Caxton Asset Management is referred to as 'the company':
It is essential that you read and understand these Terms & Conditions prior to applying for our services. Your use of our services will confirm your acceptance of these Terms & Conditions. The Terms & Conditions for the share dealing account are set out further on. These Terms & Conditions will be governed by and construed in accordance with European law.
DOCUMENTATION. All investments will be registered in the client's name, unless otherwise agreed in writing. Contract notes in respect of investments will be forwarded to the client within three business days of the transaction. The company will hold title documents at all times.
The company will hold title documents at all times in our safe facilities. Appropriate entries will be made in the register maintained in accordance with EU rules.
The company will not accept liability for default by a third party who is the nominal holder of clients registered investments, or has in their possession client cash, title documents, or certificates evidencing title to any investment.
Services will be provided on an execution only basis, unless the company has personally advised a client to deal as a result of an assessment of their personal circumstances. Once investments or arrangements are in place, the company shall not provide further advice unless requested to do so.
The company or its client may terminate authority to act for a client by providing notice of termination in writing. This shall be without prejudice to any transaction already in progress.
DUE CARE AND DILIGENCE. The company will exercise due care and diligence in conducting their business but will not be liable for any depreciation of investments arranged by them.
RIGHT TO AMEND. We reserve the right to amend these terms and will give you 30 days’ notice in advance before making material changes.
DATA PROTECTION. The company ensures that all data will be held in compliance with current and future legislation. You consent to us releasing information about you to regulated entities in order to obtain any quotations/arrange investments or insurance at your request.
The company will maintain records of data held on clients for a period of 6 years from the date of their last transaction.
For your security, and training purposes, telephone calls may be recorded. They may be used as evidence in the event of any dispute with the company.
DELAY IN PROCESSING. The company will not be held responsible for any delay beyond its control, or as a result of a failure by any party (including the client) to complete all the necessary steps to process a transaction.
ANTI-MONEY LAUNDERING. The company reserves the right to approach a third party in order to verify the identity of a client, or any other person providing funds on behalf of an investment made in the client's name.
Where further information is required, to verify identity, the company reserves the right to delay applications or withhold settlement until sufficient identification has been provided.
OUR ORDER HANDLING POLICY. When you ask us to buy or sell investments, we will abide by our strict handling policy. This sets out our approach to obtaining the best results for our clients. When we deal for you, we consider a range of factors including price, costs, the speed at which we will be able to complete your deal, the likelihood of being able to place the deal and settle it, the size of your deal, the nature of your order and other relevant considerations.

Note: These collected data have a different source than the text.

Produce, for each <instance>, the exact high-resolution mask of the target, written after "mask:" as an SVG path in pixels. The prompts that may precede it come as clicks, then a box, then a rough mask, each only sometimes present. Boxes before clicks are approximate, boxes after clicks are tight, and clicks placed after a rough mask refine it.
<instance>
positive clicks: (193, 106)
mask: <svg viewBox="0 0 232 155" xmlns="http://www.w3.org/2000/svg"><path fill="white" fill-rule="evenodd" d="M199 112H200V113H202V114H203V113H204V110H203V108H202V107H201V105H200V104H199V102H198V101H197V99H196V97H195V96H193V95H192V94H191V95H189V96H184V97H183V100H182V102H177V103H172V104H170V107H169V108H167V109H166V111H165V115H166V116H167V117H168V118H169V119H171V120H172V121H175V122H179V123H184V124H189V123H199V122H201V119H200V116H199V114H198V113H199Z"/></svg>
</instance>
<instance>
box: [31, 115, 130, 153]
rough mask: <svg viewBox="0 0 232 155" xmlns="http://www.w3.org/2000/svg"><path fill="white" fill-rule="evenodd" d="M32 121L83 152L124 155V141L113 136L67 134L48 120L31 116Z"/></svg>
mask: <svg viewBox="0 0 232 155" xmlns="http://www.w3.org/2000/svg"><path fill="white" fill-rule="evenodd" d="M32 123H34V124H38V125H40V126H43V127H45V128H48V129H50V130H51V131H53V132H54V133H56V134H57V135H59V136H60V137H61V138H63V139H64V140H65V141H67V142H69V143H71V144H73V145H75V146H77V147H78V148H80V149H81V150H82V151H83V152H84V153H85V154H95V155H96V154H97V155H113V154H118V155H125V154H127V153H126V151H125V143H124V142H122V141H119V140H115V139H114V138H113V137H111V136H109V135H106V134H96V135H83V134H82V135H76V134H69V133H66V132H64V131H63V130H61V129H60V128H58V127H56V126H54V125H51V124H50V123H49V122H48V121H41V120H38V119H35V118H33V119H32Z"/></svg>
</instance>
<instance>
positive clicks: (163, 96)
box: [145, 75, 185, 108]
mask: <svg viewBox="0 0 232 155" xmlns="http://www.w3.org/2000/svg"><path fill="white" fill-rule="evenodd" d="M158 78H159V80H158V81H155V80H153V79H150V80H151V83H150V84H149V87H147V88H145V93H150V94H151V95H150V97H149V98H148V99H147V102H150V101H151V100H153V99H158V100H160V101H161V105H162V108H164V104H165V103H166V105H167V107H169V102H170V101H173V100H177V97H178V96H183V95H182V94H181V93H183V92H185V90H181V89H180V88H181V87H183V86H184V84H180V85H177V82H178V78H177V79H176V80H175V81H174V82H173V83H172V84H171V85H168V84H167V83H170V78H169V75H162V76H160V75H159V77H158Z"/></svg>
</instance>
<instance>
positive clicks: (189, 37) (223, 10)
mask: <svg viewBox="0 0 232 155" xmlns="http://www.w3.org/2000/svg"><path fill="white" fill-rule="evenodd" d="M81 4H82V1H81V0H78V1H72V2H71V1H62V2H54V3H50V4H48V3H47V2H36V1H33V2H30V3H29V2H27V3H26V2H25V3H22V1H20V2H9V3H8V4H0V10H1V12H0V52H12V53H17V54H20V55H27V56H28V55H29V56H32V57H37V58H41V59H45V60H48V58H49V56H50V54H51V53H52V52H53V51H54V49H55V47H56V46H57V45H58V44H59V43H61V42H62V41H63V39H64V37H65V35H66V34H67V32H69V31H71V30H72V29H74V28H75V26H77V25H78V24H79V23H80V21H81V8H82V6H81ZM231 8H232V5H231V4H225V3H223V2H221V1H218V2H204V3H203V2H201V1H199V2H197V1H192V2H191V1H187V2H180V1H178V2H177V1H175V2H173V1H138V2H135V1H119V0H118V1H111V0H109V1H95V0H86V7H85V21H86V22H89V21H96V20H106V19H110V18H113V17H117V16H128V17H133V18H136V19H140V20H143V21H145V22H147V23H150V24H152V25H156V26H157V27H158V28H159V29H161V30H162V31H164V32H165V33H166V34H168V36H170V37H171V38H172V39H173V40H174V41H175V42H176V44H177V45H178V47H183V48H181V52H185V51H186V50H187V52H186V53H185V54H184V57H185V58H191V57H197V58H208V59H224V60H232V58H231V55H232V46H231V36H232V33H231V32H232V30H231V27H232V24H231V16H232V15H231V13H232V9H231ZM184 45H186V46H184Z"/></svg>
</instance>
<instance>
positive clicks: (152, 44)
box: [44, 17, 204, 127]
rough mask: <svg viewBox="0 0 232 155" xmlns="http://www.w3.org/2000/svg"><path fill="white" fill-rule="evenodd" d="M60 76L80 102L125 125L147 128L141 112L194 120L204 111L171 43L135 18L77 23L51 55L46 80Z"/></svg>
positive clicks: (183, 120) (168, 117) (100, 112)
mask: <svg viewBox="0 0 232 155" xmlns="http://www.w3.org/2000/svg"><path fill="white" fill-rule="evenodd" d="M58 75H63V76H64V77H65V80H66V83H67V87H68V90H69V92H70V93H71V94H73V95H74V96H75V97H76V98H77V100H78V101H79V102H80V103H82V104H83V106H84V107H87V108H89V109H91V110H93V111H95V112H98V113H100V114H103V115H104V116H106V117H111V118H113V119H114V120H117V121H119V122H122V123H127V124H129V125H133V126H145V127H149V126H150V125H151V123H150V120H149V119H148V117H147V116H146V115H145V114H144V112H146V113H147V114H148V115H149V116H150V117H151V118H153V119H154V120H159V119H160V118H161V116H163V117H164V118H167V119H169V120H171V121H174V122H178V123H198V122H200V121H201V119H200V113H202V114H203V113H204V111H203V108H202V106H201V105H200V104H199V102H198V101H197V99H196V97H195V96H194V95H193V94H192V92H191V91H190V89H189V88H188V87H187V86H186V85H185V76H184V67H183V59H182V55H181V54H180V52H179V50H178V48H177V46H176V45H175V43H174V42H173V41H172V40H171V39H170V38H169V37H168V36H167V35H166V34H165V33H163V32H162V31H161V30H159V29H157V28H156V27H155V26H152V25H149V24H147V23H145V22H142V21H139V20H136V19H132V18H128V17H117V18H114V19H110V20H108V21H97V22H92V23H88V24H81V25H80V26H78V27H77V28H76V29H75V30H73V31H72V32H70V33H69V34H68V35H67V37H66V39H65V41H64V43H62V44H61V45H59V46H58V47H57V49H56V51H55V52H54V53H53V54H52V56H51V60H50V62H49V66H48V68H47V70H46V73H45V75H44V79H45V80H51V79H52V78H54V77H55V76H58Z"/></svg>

The most important factor is the price because we believe this is our clients' key consideration. Please bear in mind that if you give us specific instructions regarding the way in which you would like us to place your deal, we may not be able to obtain the best results for you.
We deal through the London Stock Exchange, PLUS Markets and several Retail Service Providers and Market Makers. We may occasionally need to place your deal outside a regulated market, for example if you wish to buy or sell overseas shares and by agreeing to these terms you give your consent and agreement to this.
GENERAL SETTLEMENT. The settlement date for all transactions is shown clearly on the contract note and cannot be changed once the deal has been completed. Standard settlement on the London Stock Exchange/Plus is 'T+1' (i.e. settlement is due 1 business day after the trade date) but we are able to extend the settlement period to a maximum 'T+5' (i.e. settlement is due 5 business days after the trade date).
We will not be held responsible for any delay in the settlement of a transaction resulting from circumstances beyond our control, or the failure of any party (including you) other than ourselves, to complete all necessary steps to enable settlement to take place on the settlement date.
When dealing on any settlement date greater than 'T+1', the price obtained for shares traded is likely to be worse than the price for 'T+1' settlement. Deals for extended settlement beyond a 'T+5' basis cannot generally be accommodated.
COMMISSION. The Company shall be entitled to deduct a commission of 3 per cent of the profit made on the trade once your position has been liquidated and your funds have been returned to you as shown in this agreement (If applicable).
PAYMENTS. All payments are sent directly to the clearing agent. Clearing agents may differ for each investment.
AMOUNT AND PAYMENT OF PURCHASE PRICE. The total consideration and method of payment thereof are fully set out in the Purchase Agreement attached hereto and made a part hereof.